CUDA gives developers access to the virtual instruction set and memory of the parallel computational elements in nVidia’s CUDA GPUs. It offers a set of tools, libraries and C language extensions that let developers have a more generalized and lower-level access to hardware than typical graphics libraries. Programmers use “C for CUDA” (C with NVIDIA extensions), compiled through a PathScale Open64 C compiler, to code algorithms for execution on nVidia GPUs.
OpenCL is a framework for writing parallel programs that execute across heterogeneous platforms consisting of CPUs, GPUs and other processors. It uses task-based and data-based parallelism to give an application access to GPUs for non-graphical computing, and enables a programmer to write a base of code that can use both CPU and GPU capabilities. OpenCL includes a language (based on C99) for writing kernels, which are functions that execute on OpenCL devices, plus APIs that are used to define and then control the platforms.

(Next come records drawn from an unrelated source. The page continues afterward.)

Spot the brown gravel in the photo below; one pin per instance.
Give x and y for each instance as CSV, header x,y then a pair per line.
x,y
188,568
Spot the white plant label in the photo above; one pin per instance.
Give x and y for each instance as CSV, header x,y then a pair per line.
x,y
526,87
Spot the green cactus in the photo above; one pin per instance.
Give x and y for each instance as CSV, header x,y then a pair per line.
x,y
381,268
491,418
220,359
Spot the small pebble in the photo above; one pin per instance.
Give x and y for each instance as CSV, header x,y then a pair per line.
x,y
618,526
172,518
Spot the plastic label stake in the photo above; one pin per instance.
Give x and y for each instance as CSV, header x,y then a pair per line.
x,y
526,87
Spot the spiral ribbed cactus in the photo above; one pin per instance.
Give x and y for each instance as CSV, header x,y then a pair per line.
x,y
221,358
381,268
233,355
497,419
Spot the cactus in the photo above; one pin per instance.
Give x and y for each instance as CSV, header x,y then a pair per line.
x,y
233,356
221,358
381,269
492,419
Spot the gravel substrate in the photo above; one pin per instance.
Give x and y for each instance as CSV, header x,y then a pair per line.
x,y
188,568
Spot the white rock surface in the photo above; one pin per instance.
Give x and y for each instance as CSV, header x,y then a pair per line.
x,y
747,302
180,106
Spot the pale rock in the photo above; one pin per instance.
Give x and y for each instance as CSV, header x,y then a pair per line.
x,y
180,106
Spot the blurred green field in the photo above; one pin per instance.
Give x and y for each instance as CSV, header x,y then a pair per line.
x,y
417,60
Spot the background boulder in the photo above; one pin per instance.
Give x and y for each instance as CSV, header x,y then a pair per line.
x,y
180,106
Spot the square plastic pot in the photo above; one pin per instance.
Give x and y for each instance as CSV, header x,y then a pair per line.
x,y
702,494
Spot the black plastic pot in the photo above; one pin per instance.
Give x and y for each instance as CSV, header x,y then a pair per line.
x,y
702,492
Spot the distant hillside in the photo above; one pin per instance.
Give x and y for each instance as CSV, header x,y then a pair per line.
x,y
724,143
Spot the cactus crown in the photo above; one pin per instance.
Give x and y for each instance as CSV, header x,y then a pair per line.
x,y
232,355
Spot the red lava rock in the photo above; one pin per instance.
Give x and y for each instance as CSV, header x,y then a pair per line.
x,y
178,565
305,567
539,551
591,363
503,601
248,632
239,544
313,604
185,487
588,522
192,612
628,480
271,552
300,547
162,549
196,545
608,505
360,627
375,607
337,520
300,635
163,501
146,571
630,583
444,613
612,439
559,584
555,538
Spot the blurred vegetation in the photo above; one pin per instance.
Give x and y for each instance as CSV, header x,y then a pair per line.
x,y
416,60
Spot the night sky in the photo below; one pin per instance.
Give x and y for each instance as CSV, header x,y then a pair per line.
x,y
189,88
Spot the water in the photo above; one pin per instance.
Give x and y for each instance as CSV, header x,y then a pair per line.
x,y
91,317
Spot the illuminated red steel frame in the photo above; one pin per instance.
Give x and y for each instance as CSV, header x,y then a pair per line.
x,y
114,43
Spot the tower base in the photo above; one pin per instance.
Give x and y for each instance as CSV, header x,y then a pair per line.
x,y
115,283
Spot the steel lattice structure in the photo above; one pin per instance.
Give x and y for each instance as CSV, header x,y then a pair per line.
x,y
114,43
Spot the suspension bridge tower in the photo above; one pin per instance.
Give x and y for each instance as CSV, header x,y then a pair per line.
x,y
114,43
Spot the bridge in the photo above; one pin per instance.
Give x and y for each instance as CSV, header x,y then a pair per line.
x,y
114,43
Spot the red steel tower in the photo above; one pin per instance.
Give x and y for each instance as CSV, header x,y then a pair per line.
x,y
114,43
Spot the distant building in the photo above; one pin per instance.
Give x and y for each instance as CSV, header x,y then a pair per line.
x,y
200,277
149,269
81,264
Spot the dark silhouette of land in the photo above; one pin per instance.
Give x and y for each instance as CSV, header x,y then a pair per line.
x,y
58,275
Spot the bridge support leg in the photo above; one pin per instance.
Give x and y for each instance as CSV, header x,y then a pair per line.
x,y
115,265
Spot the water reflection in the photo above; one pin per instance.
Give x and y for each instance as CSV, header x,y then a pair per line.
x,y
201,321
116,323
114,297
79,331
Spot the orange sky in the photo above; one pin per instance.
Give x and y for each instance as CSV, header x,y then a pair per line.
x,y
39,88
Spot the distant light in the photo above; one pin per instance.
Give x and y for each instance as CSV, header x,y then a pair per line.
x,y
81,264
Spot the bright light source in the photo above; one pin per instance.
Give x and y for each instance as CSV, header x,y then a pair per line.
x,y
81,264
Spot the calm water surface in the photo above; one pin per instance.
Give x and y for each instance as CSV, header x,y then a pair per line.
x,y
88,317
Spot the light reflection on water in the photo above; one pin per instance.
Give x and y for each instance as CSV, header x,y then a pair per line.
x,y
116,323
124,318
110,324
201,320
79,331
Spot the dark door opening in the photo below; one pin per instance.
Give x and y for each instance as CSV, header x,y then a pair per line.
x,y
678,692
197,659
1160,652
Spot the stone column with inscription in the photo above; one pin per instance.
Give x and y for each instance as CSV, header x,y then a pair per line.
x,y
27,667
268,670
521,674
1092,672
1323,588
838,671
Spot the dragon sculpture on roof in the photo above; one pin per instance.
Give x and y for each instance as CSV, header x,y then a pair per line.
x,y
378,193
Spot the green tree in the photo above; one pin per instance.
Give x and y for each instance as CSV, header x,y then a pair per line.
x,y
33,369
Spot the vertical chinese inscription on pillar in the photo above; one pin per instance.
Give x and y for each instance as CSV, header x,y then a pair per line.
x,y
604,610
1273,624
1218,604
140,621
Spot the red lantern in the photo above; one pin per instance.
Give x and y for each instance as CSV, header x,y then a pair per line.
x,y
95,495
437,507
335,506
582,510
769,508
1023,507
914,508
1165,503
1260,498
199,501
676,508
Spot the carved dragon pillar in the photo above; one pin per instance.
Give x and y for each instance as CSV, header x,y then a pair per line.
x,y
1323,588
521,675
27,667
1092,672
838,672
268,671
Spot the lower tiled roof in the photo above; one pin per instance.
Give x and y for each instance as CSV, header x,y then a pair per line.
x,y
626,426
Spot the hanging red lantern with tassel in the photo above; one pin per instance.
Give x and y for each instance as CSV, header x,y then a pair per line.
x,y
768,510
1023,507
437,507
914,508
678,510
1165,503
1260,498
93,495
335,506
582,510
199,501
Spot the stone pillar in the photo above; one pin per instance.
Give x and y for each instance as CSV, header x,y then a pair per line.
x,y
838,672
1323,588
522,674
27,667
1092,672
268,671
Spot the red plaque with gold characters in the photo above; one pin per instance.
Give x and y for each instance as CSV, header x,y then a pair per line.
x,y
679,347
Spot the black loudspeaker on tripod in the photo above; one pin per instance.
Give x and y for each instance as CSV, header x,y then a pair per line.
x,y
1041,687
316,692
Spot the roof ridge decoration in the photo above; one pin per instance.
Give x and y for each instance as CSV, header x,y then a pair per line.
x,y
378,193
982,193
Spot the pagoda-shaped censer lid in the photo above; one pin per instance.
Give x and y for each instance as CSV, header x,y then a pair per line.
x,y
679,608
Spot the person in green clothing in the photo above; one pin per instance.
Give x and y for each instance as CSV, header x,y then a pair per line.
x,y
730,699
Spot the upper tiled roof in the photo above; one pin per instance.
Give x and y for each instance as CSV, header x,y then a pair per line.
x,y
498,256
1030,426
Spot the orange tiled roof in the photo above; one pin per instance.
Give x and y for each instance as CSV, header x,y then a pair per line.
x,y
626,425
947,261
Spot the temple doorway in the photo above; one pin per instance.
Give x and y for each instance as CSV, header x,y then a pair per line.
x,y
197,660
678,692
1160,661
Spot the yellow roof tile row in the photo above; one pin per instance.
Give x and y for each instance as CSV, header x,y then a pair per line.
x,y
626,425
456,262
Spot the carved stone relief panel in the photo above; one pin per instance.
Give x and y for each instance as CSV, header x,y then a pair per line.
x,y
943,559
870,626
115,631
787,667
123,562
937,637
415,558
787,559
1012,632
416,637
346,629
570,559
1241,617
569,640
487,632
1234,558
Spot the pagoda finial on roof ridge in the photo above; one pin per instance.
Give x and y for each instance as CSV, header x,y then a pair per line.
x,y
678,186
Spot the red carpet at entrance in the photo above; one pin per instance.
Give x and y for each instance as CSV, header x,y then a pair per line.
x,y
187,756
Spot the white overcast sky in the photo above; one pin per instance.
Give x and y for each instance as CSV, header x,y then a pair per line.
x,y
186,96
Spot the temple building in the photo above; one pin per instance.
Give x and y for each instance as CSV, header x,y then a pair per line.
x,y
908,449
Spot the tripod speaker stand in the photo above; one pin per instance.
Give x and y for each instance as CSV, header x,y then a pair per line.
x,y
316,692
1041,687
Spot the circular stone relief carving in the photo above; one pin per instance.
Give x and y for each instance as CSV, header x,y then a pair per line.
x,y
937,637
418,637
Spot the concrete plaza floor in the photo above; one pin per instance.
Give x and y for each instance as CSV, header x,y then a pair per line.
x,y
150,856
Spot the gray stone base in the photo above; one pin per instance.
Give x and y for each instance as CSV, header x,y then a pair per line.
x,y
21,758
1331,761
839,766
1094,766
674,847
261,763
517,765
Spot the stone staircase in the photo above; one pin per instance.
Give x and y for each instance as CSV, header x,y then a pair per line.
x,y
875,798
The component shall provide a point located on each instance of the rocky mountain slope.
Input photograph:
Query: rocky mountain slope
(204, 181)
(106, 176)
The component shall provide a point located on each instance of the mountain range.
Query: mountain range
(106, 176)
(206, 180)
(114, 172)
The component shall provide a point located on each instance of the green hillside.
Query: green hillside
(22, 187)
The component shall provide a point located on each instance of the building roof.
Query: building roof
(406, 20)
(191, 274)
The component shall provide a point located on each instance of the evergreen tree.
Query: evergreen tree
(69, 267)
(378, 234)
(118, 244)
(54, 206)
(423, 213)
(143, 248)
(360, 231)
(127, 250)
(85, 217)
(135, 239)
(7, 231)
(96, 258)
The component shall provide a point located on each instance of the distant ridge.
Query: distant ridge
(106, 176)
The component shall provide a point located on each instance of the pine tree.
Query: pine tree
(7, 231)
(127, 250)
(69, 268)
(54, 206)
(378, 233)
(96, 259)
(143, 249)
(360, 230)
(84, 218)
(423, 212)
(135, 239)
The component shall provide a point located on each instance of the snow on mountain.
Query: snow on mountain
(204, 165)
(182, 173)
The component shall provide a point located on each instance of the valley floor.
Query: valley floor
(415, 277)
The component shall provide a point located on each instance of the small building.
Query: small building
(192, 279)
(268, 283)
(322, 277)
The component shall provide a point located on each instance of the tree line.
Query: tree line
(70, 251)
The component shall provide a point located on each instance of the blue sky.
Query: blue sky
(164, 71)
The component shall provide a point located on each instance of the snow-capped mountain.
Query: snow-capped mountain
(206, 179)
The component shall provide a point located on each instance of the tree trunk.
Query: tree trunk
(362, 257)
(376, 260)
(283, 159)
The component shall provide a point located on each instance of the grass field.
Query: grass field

However, simply introducing software tools doesn’t mean the shift to offloading code to the GPU for general computing tasks happens overnight. Platform and chip makers must be incredibly engaged with the software community to ensure the right drivers are available, code libraries are robust, and education is in place so that there is an understanding about how to work with new hardware and programming models.
What all of this adds up to is that the software applications we all know and love—and the ones that have yet to even be created—are about to get a lot better. When the CPU and GPU are utilized to their full capabilities, and then utilized in harmony, the pace of innovation starts to accelerate in an amazing way. But beware: It disrupts everything you thought you knew. Don’t worry, this is the fun part. Hope you agree.
Margaret Lewis is director of software product marketing for AMD.